SungWoo Lee flew from South Korea to Kansas City this summer to see his favorite baseball team, the Royals, play in person for the first time. They've been winning ever since.
Now that the Royals are in the World Series for the first time in 29 years, Lee is packing his bags again. The Seoul native has an early morning flight on Tuesday so he can make it to Kansas City for Game 1 of the Series that night.
But how does a South Korean become a superfan of a downtrodden small-market team in the Midwest? Lee says he remembers cheering on the Royals back around the time he started studying English in college.
"I entered college in 1995 in Korea and bought my first personal computer so I could search more deeply for more detailed information about the Kansas City Royals," he says. "So I've been a fan for 20 years."

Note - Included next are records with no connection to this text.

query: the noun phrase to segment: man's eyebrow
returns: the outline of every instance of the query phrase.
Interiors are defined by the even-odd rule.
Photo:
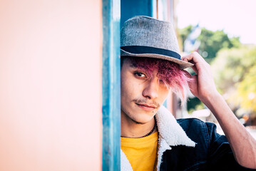
[[[138,68],[137,65],[135,63],[130,63],[130,67],[133,68]]]

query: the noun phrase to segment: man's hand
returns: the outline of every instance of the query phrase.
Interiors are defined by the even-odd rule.
[[[235,158],[244,167],[256,169],[256,140],[247,131],[230,110],[224,98],[217,93],[210,67],[198,53],[182,58],[195,64],[197,75],[187,75],[190,91],[212,111],[218,120],[233,151]]]
[[[195,64],[192,68],[197,75],[191,76],[187,72],[187,76],[192,79],[191,81],[188,82],[188,86],[191,93],[203,102],[206,102],[218,94],[214,83],[210,66],[198,53],[193,52],[183,56],[182,60]]]

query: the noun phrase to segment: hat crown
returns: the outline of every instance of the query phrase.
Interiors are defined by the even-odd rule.
[[[173,25],[148,16],[126,21],[121,31],[121,46],[143,46],[179,53]]]

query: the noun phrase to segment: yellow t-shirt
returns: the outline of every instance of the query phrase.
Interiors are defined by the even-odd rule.
[[[121,138],[121,149],[133,170],[154,170],[158,158],[158,132],[140,138]]]

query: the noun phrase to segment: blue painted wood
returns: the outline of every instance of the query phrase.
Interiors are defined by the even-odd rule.
[[[116,171],[120,170],[120,0],[102,0],[102,170]]]
[[[156,16],[156,0],[121,0],[121,26],[134,16]]]

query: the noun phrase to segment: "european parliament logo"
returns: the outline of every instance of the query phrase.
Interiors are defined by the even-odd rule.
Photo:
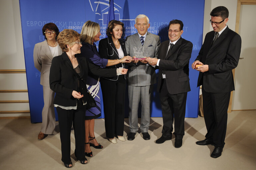
[[[103,25],[107,25],[108,24],[107,20],[109,8],[109,0],[103,0],[102,2],[99,0],[95,0],[94,2],[91,0],[88,1],[93,12],[95,12],[96,15],[100,15],[102,16],[102,19],[99,19],[99,20],[103,20]],[[93,7],[93,6],[95,6],[93,5],[94,4],[97,4],[94,9]],[[99,10],[99,6],[100,6],[101,8],[102,8],[103,9],[101,11]],[[119,12],[119,10],[122,9],[122,8],[120,5],[114,3],[114,11],[115,12],[115,18],[116,20],[120,20],[120,14],[118,13]]]

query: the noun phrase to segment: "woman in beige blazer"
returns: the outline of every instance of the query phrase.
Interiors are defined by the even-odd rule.
[[[41,72],[40,84],[43,86],[44,105],[42,111],[42,125],[38,138],[42,139],[53,133],[55,117],[53,106],[54,92],[50,89],[49,75],[52,60],[60,55],[62,50],[57,42],[59,31],[53,23],[45,24],[42,29],[45,40],[36,44],[34,49],[35,67]]]

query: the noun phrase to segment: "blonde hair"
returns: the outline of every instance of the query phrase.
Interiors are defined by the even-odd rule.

Lee could have easily picked a famous, successful team like the New York Yankees, but Lee says he loves an underdog — especially one with a great comeback story. "The Royals are not just an underdog, they had a great winning season," he says. "They have a great potential to be a winning team again, I believe."
Some fans — and even players — think Lee brought the team good luck from across the Pacific, but he thinks the Royals' success has more to do with self-confidence. "The young Royals' players are starting to believe in themselves and that they can make it happen, something special that hasn't happened in Kansas City in the past 29 years," he says. "I think their teamwork, and believing in themselves, that kind of mental stuff — that's why I think the Royals keeping winning."
Lee even has his own fans now. He got to throw out the first pitch at the game he attended in August, sending it high over the catcher after checking the runner at first base. The visit earned him more than 20,000 Twitter followers and the adoration of fans in Kansas City. When the Royals clinched a World Series berth, they started the hashtag #BringBackSungWoo to encourage his boss to give him time off.
Lee can even count some Royals players among his fans: "Jeremy Guthrie and Danny Duffy, both pitchers, waited for me at the dugout railing. They gave me an autographed baseball, used cleats and an old jersey. I couldn't believe it, it was like a dream."
When it comes to making predictions about the World Series, which gets underway Tuesday night, Lee says he doesn't want to jinx the team. "But the Royals made a great, magical, improbable run to the World Series, so I predict the Royals can win this World Series championship," he says.
Lee says the first game will be key, and if his — and the Royals' — luck holds up, the series will end up "maybe 4 to 2, Royals win."